SE: Privacy, cybersecurity, silicon photonics, quantum computing are all hot topics today. What do you find really interesting with these emerging areas?

Hennenhoefer: Photonics, quantum computing, superconductive, the end of Moore’s Law — they’ve always been 10 years out for my whole career. Some might actually happen.

SE: Especially quantum?

Hennenhoefer: Quantum is interesting, but we don’t know what we’re going to do with it. The good news is we have new algorithms that are quantum-resistant and crypto and stuff like that, so it’s not going to be a situation where there’s going to be a breakthrough and everything’s broken. We’ve known this is coming, and it’s been one of those things where we need to get some of those computers to see what we could actually do with them because it’s not quite there yet. It’s not clear because they work differently. They will be a new tool. For sure, it’s going to get interesting, but it’s going to be one of those things where it will take awhile to figure out how to apply that technology.

SE: What will happen with all of the legacy computing resources in a quantum world?

Hennenhoefer: We have traditional programming compute, which works well. Now all the stuff that works poorly, machine learning’s chipped away at it, so that’s good. The really interesting thing about machine learning is that it lets us solve things we couldn’t do before, which is much more interesting than solving things we could do, but just faster. That broadens the market. Quantum computing theoretically could solve some hard problems traditional computers can’t. Are we going to be able to use it widely? There’s speculation we could do deep learning and stuff on it but we’re going to have to wait and see. Arm’s role in that is it’ll start with these quantum computers that will be specialized compute engines, and they’ll need to attach to regular compute.
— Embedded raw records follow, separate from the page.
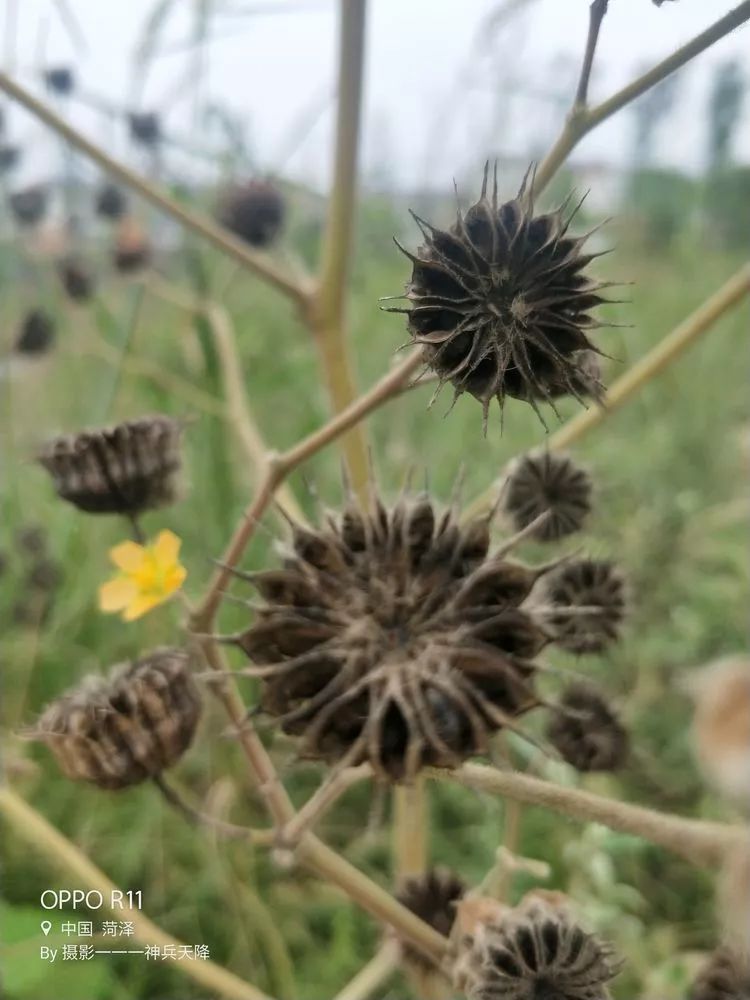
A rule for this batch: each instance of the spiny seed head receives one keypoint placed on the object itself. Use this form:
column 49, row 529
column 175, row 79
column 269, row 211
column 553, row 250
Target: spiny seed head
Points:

Currently a lot of these quantum devices work at very cold temperatures so we’ve been looking around there. You have to put ideally a very small embedded processor next to it.

SE: When is the quantum computer IP market going to take off?

Hennenhoefer: We’ve got a while to go on that, but, similar to machine learning and all these new applications, they need to integrate with existing systems.

SE: Is there a recipe to Arm’s success?

Hennenhoefer: It’s the business model that has been the important part. We ask customers how they’re going to make money. They say, ‘I thought it was us selling stuff.’ No, if you’re launching a product and if your lead partners aren’t successful, you’re pouting. The flip side is without the right balance of ecosystem partnership, we’d have to do all this stuff. And if we had to do all this stuff there are business challenges. Would we be able to charge enough? Would we be scaling? Arm’s a relatively small company, and we get questions about how we’re going to compete with Intel because their sales are more than our profits. The answer is it’s not just Arm. It’s the whole ecosystem. We do research for the ecosystem and Arm Inc. Some of it is just paving the way, like through high-performance computing, where it is really our architecture partners that are going first. There are lots of benefits for us helping them be successful, and things do come into our products later, but we need to get there and make sure they have freedom to operate and prepare the market. There are only certain products that are going to be viable as IP products, and there’s a whole bunch of other stuff that won’t be, so it is important that we know what we can do and how to add value. Still, we do spend a lot of time worrying about what new technology means and what Arm need to do. Does the ecosystem need to do anything? Do we need to get involved with those memory standards, or is it all just going to be fine and we can stop worrying about it?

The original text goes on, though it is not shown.